Le village compte douze quartiers. Ce qui provoque la grogne au sein d'une frange de la jeunesse», fulmine-t-il. « Pourtant, avec mon statut de chef et bien que sexagénaire, je dors toujours sous une tente fabriquée à l'aide de tiges de bois recouverte d'une bâche déchirée dans ce temps de froid. Jamais, aucun de mes deux collaborateurs n'est venu en personne me donner l'information.

Je n'arrive pas à comprendre leur attitude », explique, le chef de Bango. A l'entendre, depuis qu'ils se sont retrouvés à Ouahigouya par la force des choses, aucun d'eux n'est venu prendre de ses nouvelles à plus forte raison lui dire quoi que ce soit. « Ce comportement n'est pas bon pour notre vivre-ensemble », ajoute-t-il. Selon lui, en tant que premier responsable du village, même s'ils sont en situation irrégulière, il doit être informé pour chaque action à l'endroit des déplacés de Bango. Celui-ci accuse Ali Ganamé et Souleymane Diallo de se partager les dons et de les distribuer à leurs parents et connaissances sans songer à son quartier et lui.

Un malentendu dissipé

« J'étais toujours informé de tout ce qui se passait dans mon village, mais depuis que nous sommes venus ici, j'ai l'impression que c'est chacun pour soi. Ce qui pourrait mettre à mal notre vivre-ensemble », déplore-t-il.

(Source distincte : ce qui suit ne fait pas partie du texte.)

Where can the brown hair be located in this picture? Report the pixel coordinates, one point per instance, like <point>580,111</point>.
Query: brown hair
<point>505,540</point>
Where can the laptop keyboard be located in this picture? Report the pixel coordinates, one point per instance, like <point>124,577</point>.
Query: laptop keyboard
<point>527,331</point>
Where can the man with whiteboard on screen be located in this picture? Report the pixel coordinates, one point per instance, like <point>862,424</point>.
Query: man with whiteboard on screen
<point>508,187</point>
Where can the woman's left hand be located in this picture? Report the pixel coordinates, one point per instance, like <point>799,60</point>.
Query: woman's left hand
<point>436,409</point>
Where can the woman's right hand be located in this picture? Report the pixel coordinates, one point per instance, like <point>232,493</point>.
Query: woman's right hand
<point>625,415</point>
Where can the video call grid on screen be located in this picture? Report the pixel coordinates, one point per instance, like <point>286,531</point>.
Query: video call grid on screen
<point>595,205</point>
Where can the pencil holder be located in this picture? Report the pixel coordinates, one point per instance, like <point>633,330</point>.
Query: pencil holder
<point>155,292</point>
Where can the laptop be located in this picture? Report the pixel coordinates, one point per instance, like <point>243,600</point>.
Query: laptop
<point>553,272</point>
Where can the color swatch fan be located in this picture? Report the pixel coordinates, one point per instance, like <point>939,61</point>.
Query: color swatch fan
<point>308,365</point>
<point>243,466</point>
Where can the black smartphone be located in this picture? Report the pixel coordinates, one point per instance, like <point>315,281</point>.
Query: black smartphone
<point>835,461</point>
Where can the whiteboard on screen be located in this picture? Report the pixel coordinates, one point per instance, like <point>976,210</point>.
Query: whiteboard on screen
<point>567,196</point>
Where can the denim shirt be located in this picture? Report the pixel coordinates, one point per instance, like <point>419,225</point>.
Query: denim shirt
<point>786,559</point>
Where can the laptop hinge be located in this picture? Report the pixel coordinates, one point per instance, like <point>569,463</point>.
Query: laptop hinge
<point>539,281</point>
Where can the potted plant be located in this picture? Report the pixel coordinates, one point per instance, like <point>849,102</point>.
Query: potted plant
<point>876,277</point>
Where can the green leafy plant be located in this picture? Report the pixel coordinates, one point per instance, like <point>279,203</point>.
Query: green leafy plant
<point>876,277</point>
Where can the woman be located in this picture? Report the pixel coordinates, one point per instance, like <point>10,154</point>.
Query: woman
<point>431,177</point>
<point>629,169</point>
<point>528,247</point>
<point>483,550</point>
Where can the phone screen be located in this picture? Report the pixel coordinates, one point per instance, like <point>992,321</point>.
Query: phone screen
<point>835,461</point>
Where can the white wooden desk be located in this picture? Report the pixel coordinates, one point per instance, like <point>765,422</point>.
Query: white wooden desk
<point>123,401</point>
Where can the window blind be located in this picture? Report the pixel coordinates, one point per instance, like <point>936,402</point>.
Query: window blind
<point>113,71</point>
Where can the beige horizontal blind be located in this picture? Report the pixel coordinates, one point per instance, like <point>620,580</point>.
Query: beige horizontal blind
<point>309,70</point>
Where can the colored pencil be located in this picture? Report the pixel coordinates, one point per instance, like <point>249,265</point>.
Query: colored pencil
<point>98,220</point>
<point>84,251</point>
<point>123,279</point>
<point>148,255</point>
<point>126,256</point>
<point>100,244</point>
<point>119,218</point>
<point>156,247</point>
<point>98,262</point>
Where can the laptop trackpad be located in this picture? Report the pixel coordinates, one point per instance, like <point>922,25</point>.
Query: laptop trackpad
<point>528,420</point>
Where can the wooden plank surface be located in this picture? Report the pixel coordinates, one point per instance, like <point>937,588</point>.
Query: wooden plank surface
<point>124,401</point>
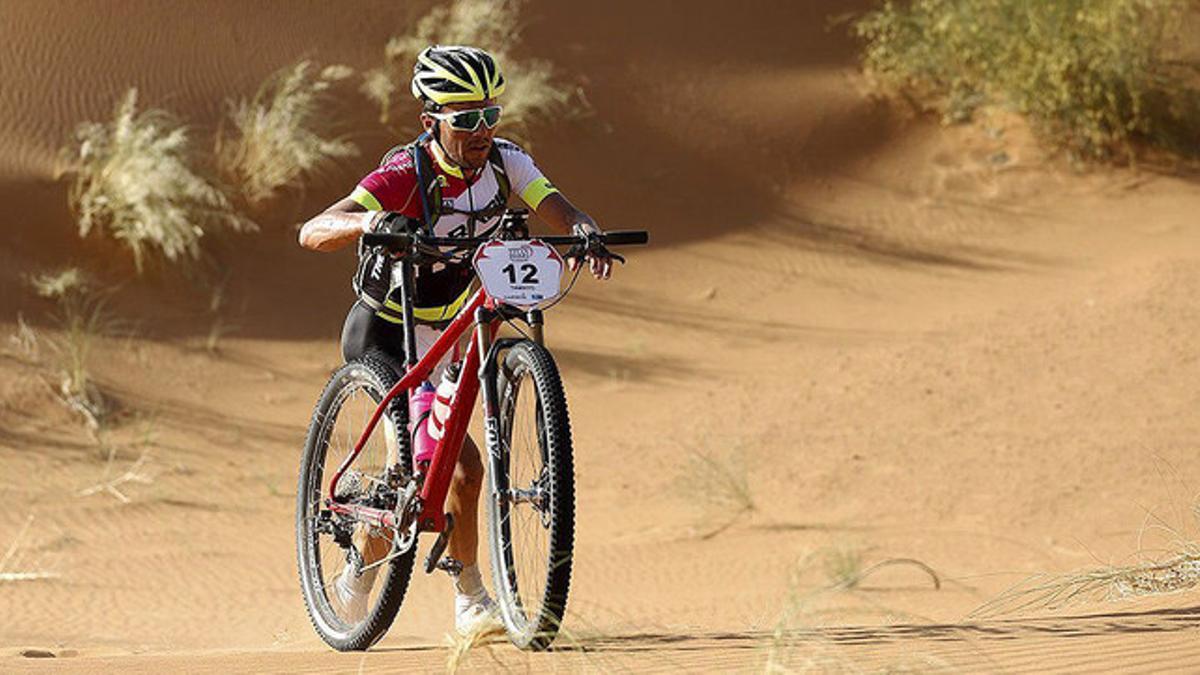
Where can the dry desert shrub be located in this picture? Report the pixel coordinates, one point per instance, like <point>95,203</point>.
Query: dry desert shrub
<point>281,135</point>
<point>719,487</point>
<point>1092,76</point>
<point>135,178</point>
<point>1173,574</point>
<point>534,90</point>
<point>1170,568</point>
<point>13,568</point>
<point>82,317</point>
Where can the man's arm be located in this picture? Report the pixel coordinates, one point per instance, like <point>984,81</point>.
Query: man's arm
<point>336,227</point>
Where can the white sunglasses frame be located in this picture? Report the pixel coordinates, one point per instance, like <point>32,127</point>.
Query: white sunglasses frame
<point>483,120</point>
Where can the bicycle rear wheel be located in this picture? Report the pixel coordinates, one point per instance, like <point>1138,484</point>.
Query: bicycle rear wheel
<point>532,501</point>
<point>351,602</point>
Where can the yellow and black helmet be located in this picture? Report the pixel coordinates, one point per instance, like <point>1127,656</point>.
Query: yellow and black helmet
<point>454,73</point>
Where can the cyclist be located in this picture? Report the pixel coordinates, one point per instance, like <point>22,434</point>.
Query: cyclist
<point>455,180</point>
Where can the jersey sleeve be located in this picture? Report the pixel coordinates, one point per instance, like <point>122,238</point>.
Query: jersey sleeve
<point>390,187</point>
<point>525,177</point>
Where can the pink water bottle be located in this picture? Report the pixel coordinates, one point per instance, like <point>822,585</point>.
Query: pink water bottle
<point>420,405</point>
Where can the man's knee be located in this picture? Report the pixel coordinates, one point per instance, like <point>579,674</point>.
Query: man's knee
<point>468,475</point>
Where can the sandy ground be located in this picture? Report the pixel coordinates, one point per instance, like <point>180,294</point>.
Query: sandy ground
<point>915,342</point>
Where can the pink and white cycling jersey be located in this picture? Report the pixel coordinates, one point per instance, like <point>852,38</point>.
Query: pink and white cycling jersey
<point>394,187</point>
<point>443,288</point>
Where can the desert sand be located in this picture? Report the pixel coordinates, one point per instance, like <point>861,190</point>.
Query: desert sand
<point>943,345</point>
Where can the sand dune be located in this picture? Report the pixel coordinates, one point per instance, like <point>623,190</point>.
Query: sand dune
<point>918,342</point>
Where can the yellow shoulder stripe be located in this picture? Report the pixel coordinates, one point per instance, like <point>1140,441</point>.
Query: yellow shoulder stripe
<point>538,190</point>
<point>364,197</point>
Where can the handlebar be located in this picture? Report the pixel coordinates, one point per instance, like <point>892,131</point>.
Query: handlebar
<point>401,242</point>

Le vice-président CVD reconnait les faits qui lui sont reprochés. « Effectivement, le chef n'est plus informé, ni consulté pour quoi que ce soit. Je reconnais qu'il y a un vrai problème de communication. Le véritable handicap est le fait que chacun vit loin de l'autre. Aussi, je ne suis pas directement contacté pour les dons. Je ne fais qu'apprendre les informations comme tous les autres. C'est l'ex-conseiller qui est contacté toujours pour ces actions », clarifie Ali Ganamé.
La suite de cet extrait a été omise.